風の馬


舞台は1998年、チベットの首都ラサ。幼少期を共に過ごした兄妹のドルジェとドルカ、従妹のペマはそれぞれの人生を歩んでいた。 地元のディスコで歌っていたドルカは将来有望な中国人青年の恋人の助けでレコードデビューを控えていた。一方、兄のドルジェは退廃的な日々を過ごしていた。友人達が政治的な地下活動を続ける中、彼は仕事もなく、毎日ビリヤード場で仲間たちとたむろし、酒に溺れていた。

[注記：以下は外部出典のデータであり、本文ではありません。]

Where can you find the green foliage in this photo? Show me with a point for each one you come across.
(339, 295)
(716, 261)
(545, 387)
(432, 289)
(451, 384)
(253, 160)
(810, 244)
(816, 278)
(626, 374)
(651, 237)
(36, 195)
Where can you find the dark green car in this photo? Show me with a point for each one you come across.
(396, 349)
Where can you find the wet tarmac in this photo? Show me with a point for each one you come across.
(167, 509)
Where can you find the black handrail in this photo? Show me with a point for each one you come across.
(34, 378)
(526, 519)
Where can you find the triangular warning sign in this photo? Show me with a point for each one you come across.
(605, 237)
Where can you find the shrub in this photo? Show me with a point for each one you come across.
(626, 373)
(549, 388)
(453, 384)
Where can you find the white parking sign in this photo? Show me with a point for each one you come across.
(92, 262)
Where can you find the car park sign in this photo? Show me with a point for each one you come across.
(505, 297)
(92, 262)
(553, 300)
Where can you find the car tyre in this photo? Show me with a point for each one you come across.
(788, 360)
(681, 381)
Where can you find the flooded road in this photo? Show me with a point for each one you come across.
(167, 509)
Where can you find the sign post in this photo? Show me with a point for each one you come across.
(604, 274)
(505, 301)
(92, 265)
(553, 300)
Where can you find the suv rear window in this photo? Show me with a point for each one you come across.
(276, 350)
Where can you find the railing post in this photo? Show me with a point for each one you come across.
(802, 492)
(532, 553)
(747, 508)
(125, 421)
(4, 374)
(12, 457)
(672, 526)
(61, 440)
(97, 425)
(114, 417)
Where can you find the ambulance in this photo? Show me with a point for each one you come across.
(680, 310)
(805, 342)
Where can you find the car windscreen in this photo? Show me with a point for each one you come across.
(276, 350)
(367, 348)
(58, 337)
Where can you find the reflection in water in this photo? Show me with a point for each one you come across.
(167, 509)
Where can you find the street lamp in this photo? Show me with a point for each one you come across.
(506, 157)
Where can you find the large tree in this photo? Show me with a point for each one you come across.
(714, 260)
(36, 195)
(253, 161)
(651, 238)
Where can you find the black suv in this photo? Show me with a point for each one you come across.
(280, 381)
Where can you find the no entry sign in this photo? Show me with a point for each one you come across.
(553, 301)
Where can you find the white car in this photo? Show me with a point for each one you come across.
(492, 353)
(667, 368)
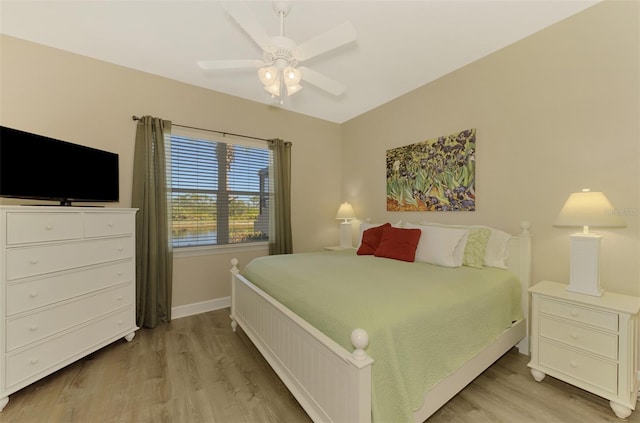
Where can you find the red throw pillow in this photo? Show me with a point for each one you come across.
(399, 244)
(371, 239)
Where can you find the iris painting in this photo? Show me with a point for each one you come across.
(433, 175)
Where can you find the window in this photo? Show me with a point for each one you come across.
(219, 190)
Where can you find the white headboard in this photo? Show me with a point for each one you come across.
(519, 262)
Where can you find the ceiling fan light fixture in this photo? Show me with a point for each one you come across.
(268, 75)
(273, 88)
(292, 76)
(292, 89)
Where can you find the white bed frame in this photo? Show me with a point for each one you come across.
(333, 384)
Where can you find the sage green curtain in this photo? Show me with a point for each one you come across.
(154, 255)
(280, 239)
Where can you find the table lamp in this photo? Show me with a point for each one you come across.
(586, 209)
(345, 212)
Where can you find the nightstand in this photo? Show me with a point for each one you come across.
(590, 342)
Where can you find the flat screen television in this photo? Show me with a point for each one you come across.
(42, 168)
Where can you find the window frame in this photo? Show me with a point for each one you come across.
(198, 250)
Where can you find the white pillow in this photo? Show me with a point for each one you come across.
(440, 245)
(367, 225)
(497, 251)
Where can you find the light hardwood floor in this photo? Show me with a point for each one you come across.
(195, 369)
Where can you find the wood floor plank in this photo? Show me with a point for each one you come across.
(196, 370)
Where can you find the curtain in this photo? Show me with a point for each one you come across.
(154, 256)
(280, 239)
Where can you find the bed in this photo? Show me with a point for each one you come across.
(314, 337)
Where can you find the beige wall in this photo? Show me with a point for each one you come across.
(554, 113)
(77, 99)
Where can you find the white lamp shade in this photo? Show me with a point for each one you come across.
(588, 208)
(345, 212)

幼少期以来、二人は出家した従妹のペマと会うことは無かったが、その再会は残酷なものだった。当局によってダライ・ラマを慕う全ての行為が禁止された事を機に、僧院で密やかに出家生活を送るペマの怒りと不満は爆発し、その意志を表明したことが理由で投獄されてしまった。監獄で拷問を受け、瀕死の状態で釈放されたペマはドルジェとドルカの家に引取られた。たまたまチベットを旅していたアメリカ人旅行者のエミーと出会った彼らは、彼女のビデオカメラに、虫の息の従妹ペマの言葉と姿を記録し、海外のメディアを通じて当局を告発する事を考える。自分に起きた恐ろしい出来事をカメラに語り終え、やがて息を引き取るペマ。しかし、彼らのこうした抗議活動計画は当局に知られてしまう。エミーのビデオカメラは通関で没収され、一家は警察に追われることになるが、ドルカの恋人が彼らの逃亡の手助けを試みる。故郷を追放されたほかの何十万というチベット人たちと合流するためにヒマラヤ山脈を越える時、彼らは山上に吹く風に人々の自由への祈りや希望の描かれた無数の「風の馬(ルンタ)」を飛ばすのだった。